Kepada Pemilik Emas Berpestalah – Harga Diramal Tembus US$5000 Lagi

Kepada Pemilik Emas Berpestalah, Harga Diramal Tembus US$5000 Lagi

Jakarta, CNBC Indonesia – Harga emas dan perak kembali mengalami kenaikan. Peningkatan ini dipengaruhi oleh melemahnya dolar Amerika Serikat (AS) dan penguatan aset risiko lainnya. Menurut Refinitiv, harga emas pada perdagangan Rabu (1/4/2026) ditutup di US$4757,29 per troy ons, naik 1,88%. Kenaikan ini memperpanjang tren peningkatan emas selama empat hari beruntun, dengan kenaikan total mencapai 8,6%. Harga penutupan hari ini menjadi tertinggi sejak 18 Maret 2026, atau dalam dua minggu terakhir.

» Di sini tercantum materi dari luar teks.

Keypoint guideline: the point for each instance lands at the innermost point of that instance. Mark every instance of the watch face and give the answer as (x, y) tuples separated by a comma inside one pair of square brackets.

Harga emas masih mengalami penguatan pada hari ini. Pada Kamis (2/4/2026) pukul 06.21 WIB, harga emas berada di level US$4796,83 per troy ons, naik 0,83%. Pergerakan harga emas didukung oleh pelemahan dolar AS, yang turun untuk kedua kalinya berturut-turut. Faktor ini membuat emas lebih terjangkau bagi pembeli yang menggunakan mata uang lain.

Akankah Harga Emas Melesat di US$5000?

“Jika ada de-eskalasi konflik, harga emas bisa kembali mencapai di atas US$5.000 per ons,” kata Bob Haberkorn, analis dari RJO Futures, kepada Reuters. Ia menambahkan bahwa ekspektasi pemangkasan suku bunga mungkin muncul kembali.

“Harga emas bisa kembali naik di atas US$5.000 per ons jika kita menuju de-eskalasi, karena ekspektasi pemangkasan suku bunga bisa muncul kembali,”

Di masa lalu, harga emas sempat menyentuh level US$5000 pada Januari 2026, sebelum turun karena perang. Haberkorn menyoroti fokus pasar terhadap Iran dan Selat Hormuz, serta perkembangan konflik tersebut.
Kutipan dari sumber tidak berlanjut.